Hamas wypuścił kolejne zakładniczki. Służyły w tym samym oddziale
Kiedy terroryści z Hamasu zaatakowali 7 października 2023 r. Izrael, wporwali do Gazy 251 osób. Do stycznia do domów powróciło 117 z nich – 105 w ramach wymiany jeńców, 4 wypuszczonych przez Hamas i 8 odbitych przez Siły Obronne Izraela. Co najmniej 74 straciło życie w niewoli.
Terroryści zaatakowali ich bazę
W ramach wynegocjowanego niedawno zawieszenia broni Hamas zgodził się wypuścić zakładników. W jego pierwszej fazie mają wypuścić 33 osoby – kobiety, seniorów i dzieci. Wcześniej wypuścili trzy kobiety. Teraz do tego grona dołączyły cztery kolejne – trzy 20-latki i jedną 19-latkę. W zamian za nie Izrael wypuści 200 Palestyńczyków z więzień, w tym 120 skazanych na dożywocie za działalność terrorystyczną.
Cała czwórka służyła w IDF w jednym oddziale. Były tzw. tatzpitaniyot, czyli w wolnym tłumaczeniu wywiadowcami. Tatzpitaniyot zajmują się działalnością wywiadowczą, SIGINTem, OSINTem, a także kontrwywiadem i walką cyfrową. Ich oddział, złożony z samych kobiet, zauważył przed atakiem niecodzienną aktywność Hamasu, ale te ostrzeżenia zostały zignorowane. Podczas ataku Hamasu na ich bazę piętnaście kobiet straciło życie, a siedem kolejnych dostało się do niewoli.

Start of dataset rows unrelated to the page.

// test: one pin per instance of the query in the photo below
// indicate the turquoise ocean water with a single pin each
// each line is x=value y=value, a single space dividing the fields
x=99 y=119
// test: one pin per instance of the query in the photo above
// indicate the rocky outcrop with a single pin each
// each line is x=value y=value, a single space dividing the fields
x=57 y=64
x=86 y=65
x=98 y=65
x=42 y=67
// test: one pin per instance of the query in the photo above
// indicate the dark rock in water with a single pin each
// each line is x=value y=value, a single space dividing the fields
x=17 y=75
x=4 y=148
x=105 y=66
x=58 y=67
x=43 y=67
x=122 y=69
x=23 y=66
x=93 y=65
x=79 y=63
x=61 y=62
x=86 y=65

To nagranie wstrząsnęło światem
Jedna z uwolnionych kobiet to 19-letnia Naama Levy. Po ataku Hamas opublikował nagranie, na którym ubrana w zakrwawioną piżamę kobieta, ze związanymi rękami, została wyszarpana z terenówki przez uzbrojonego mężczyznę, a tłum Palestyńczyków wiwatował. To nagranie stało się jednym z symboli tego ataku. Gdy w sobotę izraelskie media pokazały, jak Levy i jej koleżanki wreszcie spotkały się ze swoimi rodzinami, zgromadzeni na Skwerze Zakładników zaczęli wiwatować. Wiele rodzin zakładników martwi się jednak tym, że ich bliscy nie są wśród 33 osób, które mają zostać wypuszczone w pierwszej kolejności, i nie wiedzą, czy w ogóle jeszcze żyją.

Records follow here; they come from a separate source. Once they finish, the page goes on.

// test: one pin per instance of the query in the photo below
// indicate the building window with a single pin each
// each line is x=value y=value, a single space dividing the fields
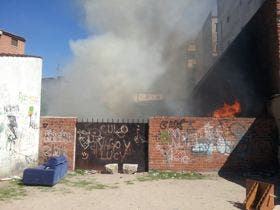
x=14 y=42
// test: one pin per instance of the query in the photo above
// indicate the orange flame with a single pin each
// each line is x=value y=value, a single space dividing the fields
x=228 y=110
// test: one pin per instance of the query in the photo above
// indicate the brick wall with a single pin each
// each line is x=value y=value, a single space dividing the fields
x=207 y=144
x=57 y=136
x=101 y=143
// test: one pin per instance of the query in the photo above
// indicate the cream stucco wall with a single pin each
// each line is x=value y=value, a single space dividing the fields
x=20 y=95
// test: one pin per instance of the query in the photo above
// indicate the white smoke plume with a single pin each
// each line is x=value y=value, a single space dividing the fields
x=135 y=46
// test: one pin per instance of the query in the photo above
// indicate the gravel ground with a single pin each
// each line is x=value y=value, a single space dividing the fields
x=119 y=191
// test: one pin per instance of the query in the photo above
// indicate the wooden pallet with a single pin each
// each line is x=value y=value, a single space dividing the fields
x=259 y=195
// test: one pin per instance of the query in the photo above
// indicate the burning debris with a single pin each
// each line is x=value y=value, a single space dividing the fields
x=228 y=111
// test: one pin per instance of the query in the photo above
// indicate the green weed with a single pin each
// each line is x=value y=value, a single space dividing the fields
x=161 y=175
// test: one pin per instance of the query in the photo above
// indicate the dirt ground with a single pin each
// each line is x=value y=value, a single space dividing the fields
x=120 y=191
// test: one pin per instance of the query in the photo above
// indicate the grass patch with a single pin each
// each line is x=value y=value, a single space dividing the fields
x=129 y=182
x=80 y=172
x=14 y=190
x=161 y=175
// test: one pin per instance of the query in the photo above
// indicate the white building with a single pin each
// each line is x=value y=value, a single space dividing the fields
x=20 y=96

Ostatnią kobietą w niewoli Hamasu jest mająca niemieckie obywatelstwo 29-letnia Arbel Yehud. 7 października terroryści zaatakowali kibuc Nir Oz, w którym mieszkała. Zabili jej brata, a jej partner dostał się do niewoli. Również miała zostać zwolniona w ten weekend, ale ostatecznie do tego nie doszło. Izrael uznał, że złamało to warunki zawieszenia broni i zdecydował, że do tego czasu Palestyńczycy, którzy chcą wrócić do swoich domów, nie będą mogli przekroczyć tzw. Korytarza Netzarim, który dzieli Gazę na pół. Media donoszą, że IDF strzelała do tych, którzy próbowali, ale na razie nic nie wiadomo o ofiarach.